Next Wednesday, the Supreme Court will hear oral argument in Texas Department of Housing and Community Affairs v. The Inclusive Communities Project Inc. The issue presented in the case is whether disparate impact liability is cognizable under the Fair Housing Act. PLF has filed an amicus brief in this case, arguing that the Fair Housing Act does not impose disparate impact liability and that disparate impact may itself raise serious constitutional concerns.

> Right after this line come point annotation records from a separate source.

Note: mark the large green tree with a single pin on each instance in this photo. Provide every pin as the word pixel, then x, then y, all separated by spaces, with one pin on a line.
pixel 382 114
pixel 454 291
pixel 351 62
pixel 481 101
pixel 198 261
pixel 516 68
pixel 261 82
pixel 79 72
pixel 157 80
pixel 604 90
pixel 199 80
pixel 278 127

Although the constitutional question is important, the Supreme Court is expected to decide this case as a matter of statutory interpretation. The Court has twice distinguished between language imposing liability for disparate treatment and language imposing liability for disparate impact. See for yourself in the clickable chart below:
The Fair Housing Act, like provisions imposing liability for disparate treatment, includes the word “refuse.” As everyone from Shakespeare (“deny thy father and refuse thy name“) to Don Corleone (“I’m going to make him an offer he can’t refuse“) knows, “refuse” signifies intent as opposed to some chance occurrence. By contrast, statutory language imposing disparate impact liability includes “affect,” a word that does not connote a requirement of intent. Dictionary examples of “affect” place some inanimate thing (“cold water” and “music”)—incapable of intent—as the object.
The Court can align the Fair Housing Act with constitutional notions of equal protection if it holds that Congress did not intend to impose disparate impact liability when it enacted the FHA. Nonetheless, PLF eagerly awaits the day when the Court will decide whether Congress can impose disparate impact liability without violating the Equal Protection Clause.